Отец рассказывал так ярко, что вскоре мне стало казаться, будто я знал Матвея Рассолова, разговаривал с ним, и это меня, а не моего будущего отца он вытащил из вешней Лиственки, когда я сорвался с лавы. Отец рассказывал, что ходил с Матвеем по ягоды, вместе они искали на полянах гнезда полосатых шмелей.

В деревню Матвей вернулся после революции: работал на заводе, чтобы прокормить семью, — так поступали многие.

Жили Рассоловы очень бедно, и, завидев Матвея, подкулачники не раз весело запевали;

Матвей ходил в серой шинели и военной папахе, носил бороду, отец говорил мне, что Матвей был «вылитый Пугачев».

Жил Матвей в деревне Степаново. Была она бедной, дома крыты камышами и соломой. Рядом — погост Владимирец, богатое село Жерныльское — с кожевенным заводом и четырьмя мельницами.
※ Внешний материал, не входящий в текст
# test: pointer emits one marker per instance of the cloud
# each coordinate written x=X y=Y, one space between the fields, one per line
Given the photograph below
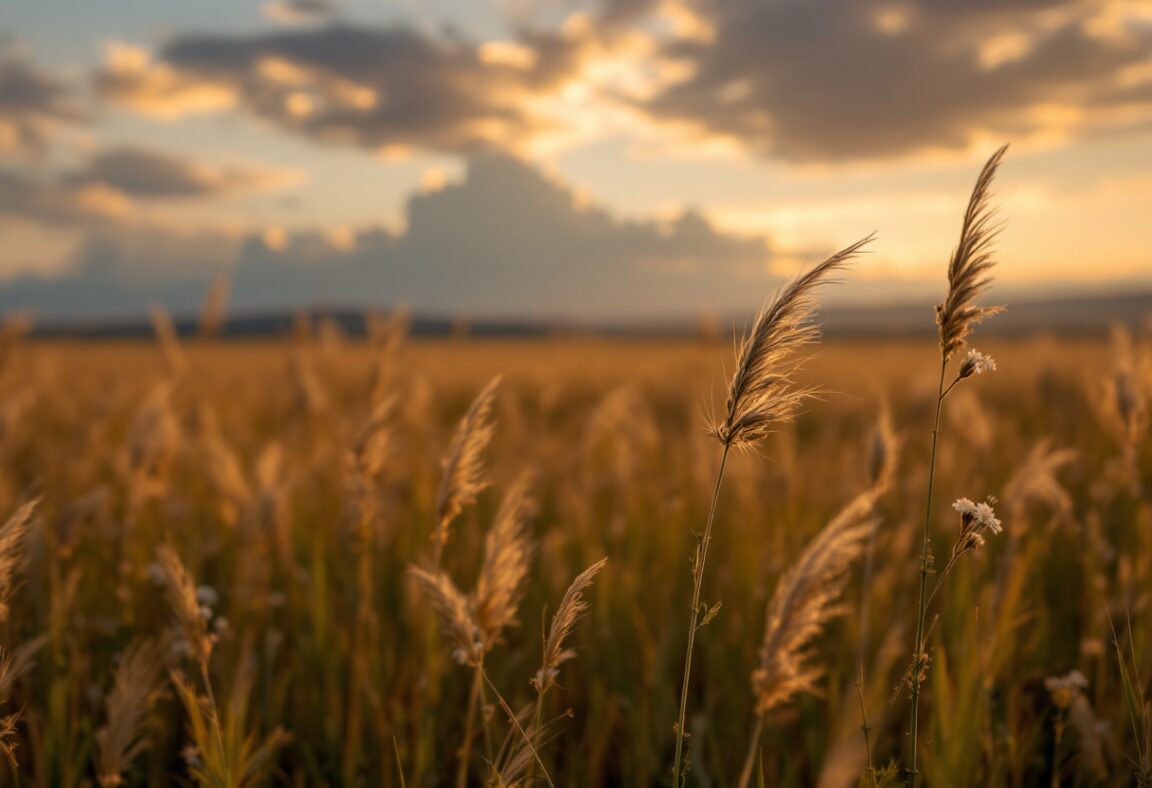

Отец Матвея бедствовал от века. В наследство от него осталось только прозвище — Рассол. Однажды старик выпил в лавке огромный ковш огуречного рассола. На огурцы денег не хватило, а рассол был бесплатным. Волостной писарь переделал прозвище в фамилию.

В округе каждый имел прозвище. Моего деда и его брата Василия дразнили Ершами, а моего отца и его двоюродного брата — Ершенятами, даже припевку сочинил кто-то:

Каких только прозвищ не было: Шпандор, Бододай, Аэроплан, Фунт, Орел, Борода, Колупай, Дрозд.

Белобандиты искали Матвея, но найти не могли. Белый офицер Романовский объявил, что все земли и лес возвращаются их прежним хозяевам. Началась мобилизация людей и лошадей в белую армию. Парни убегали в лес, уводили коней, уносили самое ценное. Страшное и непонятное время пришло в Синегорье.

Едва выбравшись на сеновал, я увидел себя маленьким мальчуганом. Я был такой, каким себя помнил, но называли меня почему-то именем отца. Увидел вдруг бабушку, бросился к ней, прижался, ласково назвал ее мамой,

— Беда, сынок, горе у нас. Коней бандиты уводят. Гони мерина в лес — подальше, в самую гущару. Скорее, сынок, мальчишки уже погнали.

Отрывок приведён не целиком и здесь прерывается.